His emergence on the American late night scene in mid-2014 signalled the start of a period of dramatic change in a television area that for decades had been owned by a set of middle-aged, white, American voices.
Obviously Oliver doesn’t un-tick many of those boxes, but he was only the first through the door. Since the premiere of Last Week Tonight less than two years ago Larry Wilmore has followed the now well-worn career path out of The Daily Show to carve out his own late-night niche with The Nightly Show. Fellow The Daily Show alumnus Stephen Colbert is also moving on from The Colbert Report to the Late Show, which many presumed would have to be prised from the cold, dead fingers of David Letterman.
Trevor Noah — known to roughly half the internet as a strident anti-Semite and sexist, and to the other half as a paragon of misunderstood virtue — has been given the unimaginable task of replacing Jon Stewart at The Daily Show.
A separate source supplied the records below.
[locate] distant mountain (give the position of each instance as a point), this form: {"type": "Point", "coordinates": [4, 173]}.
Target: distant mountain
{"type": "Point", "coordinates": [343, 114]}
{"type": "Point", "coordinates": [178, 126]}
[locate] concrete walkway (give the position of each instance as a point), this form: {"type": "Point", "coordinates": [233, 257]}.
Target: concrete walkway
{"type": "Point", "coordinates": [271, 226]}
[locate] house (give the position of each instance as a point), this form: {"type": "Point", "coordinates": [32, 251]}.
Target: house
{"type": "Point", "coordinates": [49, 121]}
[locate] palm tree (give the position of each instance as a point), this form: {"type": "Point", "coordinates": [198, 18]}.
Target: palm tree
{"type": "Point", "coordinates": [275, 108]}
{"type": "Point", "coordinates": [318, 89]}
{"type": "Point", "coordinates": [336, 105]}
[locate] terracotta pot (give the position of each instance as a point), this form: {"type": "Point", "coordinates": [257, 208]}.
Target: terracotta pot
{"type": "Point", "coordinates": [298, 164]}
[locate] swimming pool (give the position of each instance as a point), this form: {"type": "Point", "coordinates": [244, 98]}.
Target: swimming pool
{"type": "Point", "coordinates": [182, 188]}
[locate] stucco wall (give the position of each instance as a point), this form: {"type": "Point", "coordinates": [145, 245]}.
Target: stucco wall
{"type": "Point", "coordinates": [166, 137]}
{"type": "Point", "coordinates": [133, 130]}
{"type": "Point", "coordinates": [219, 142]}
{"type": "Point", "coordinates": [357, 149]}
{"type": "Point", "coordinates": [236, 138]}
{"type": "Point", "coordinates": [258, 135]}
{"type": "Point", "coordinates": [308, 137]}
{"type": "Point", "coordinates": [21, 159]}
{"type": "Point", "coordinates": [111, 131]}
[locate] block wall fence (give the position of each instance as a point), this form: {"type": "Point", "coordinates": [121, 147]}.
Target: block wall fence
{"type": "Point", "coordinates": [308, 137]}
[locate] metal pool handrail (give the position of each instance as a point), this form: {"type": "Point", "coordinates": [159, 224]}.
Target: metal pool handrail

James Corden, noted English person, has taken up residence at The Late Late Show. Perhaps most interestingly next month Neil deGrasse Tyson — the man Dr Karl might like to be — will launch his own late night show on National Geographic, devoted to science, naturally.
It seems then that while the American entertainment industry is ready for a black, Ivy League-educated astrophysicist in an embroidered waistcoat to have his own show — and that’s great, by the way — letting a woman through the door is still a step too far.
While most of these are new shows and most of the old names in late-night TV remain unmoved — Conan O’Brien will likely die on his set and be eaten by Andy Richter — it is an undeniably significant moment for American television. It signals a desire by at least some part of the American entertainment industry to have a more diverse range of voices in a space that does more to drive the direction of public discourse than it is generally given credit for.
Oliver has come to prominence at a time when more people than ever are distrustful not only of politicians but also of traditional news media. After years of The Daily Show and The Colbert Report struggling with the balance between comedy and journalism, Oliver has managed to bridge the gap between the two forms. In doing so he has achieved the best of both worlds.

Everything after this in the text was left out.